Quantitative real-time polymerase chain reaction (PCR) was used to determine expression of miR-320a in GC cell lines and tissues. TargetScanHuman7.1, miRDB, and microRNA.org were used to predict the possible targets of miR-320a, and a dual luciferase assay was used to confirm the findings. Western blotting was used to detect the protein levels of pre-B-cell leukemia homeobox 3 (PBX3) in GC cells and tissue samples. Cell Counting Kit-8 proliferation, Transwell, wound healing, and apoptosis assays were performed to analyze the biological functions of miR-320a in GC cells. Methylation-specific PCR was used to analyze the methylation level of the miR-320a promoter CpG islands. 5-Aza-2’-deoxycytidine (5-Aza-CdR) and trichostatin A (TSA) were used to treat GC cells.

RESULTS

miR-320a expression was lower in GC cell lines and tissues than in the normal gastric mucosa cell line GES-1 and matched adjacent normal tissues. miR-320a overexpression suppressed GC cell proliferation, invasion and migration, and induced apoptosis. PBX3 was a target of miR-320a in GC. The methylation level of the miR-320a promoter CpG islands was elevated and this was partly reversed by 5-Aza-CdR and TSA.

CONCLUSION

miR-320a acts as a tumor suppressor and inhibits malignant behavior of GC cells, partly by targeting PBX3. DNA methylation is an important mechanism associated with low expression of miR-320a.
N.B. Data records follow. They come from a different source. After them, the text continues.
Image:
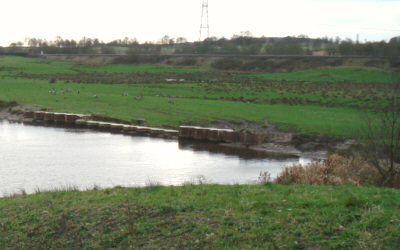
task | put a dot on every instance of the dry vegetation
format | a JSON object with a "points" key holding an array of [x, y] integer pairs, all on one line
{"points": [[336, 170]]}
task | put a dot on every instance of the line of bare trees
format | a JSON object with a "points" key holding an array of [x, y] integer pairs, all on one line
{"points": [[243, 43]]}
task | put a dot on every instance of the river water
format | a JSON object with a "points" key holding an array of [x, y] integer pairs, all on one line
{"points": [[41, 158]]}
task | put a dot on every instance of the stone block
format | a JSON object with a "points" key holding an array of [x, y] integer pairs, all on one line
{"points": [[39, 115], [59, 117], [28, 114]]}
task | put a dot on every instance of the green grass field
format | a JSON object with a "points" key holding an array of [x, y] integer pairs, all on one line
{"points": [[335, 75], [331, 108], [205, 216]]}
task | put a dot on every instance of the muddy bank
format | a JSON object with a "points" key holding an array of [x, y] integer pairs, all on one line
{"points": [[240, 135]]}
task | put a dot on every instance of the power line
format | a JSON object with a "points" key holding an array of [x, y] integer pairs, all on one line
{"points": [[204, 23]]}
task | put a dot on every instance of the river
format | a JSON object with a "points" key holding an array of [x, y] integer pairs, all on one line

Keywords: Gastric cancer; miRNA-320a; DNA methylation; Pre-B-cell leukemia homeobox 3; Tumor suppressor

Core tip: miRNA (miR)-320a functioned as a tumor suppressor and was downregulated in gastric cancer (GC). miR-320a overexpression suppressed proliferation, migration and invasion, and induced apoptosis through targeting Pre-B-cell leukemia homeobox 3 in GC cells. miR-320a depletion showed the opposite results. The potential mechanism of miR-320a deficiency in GC was the increased methylation level of the miR-320a promoter CpG islands.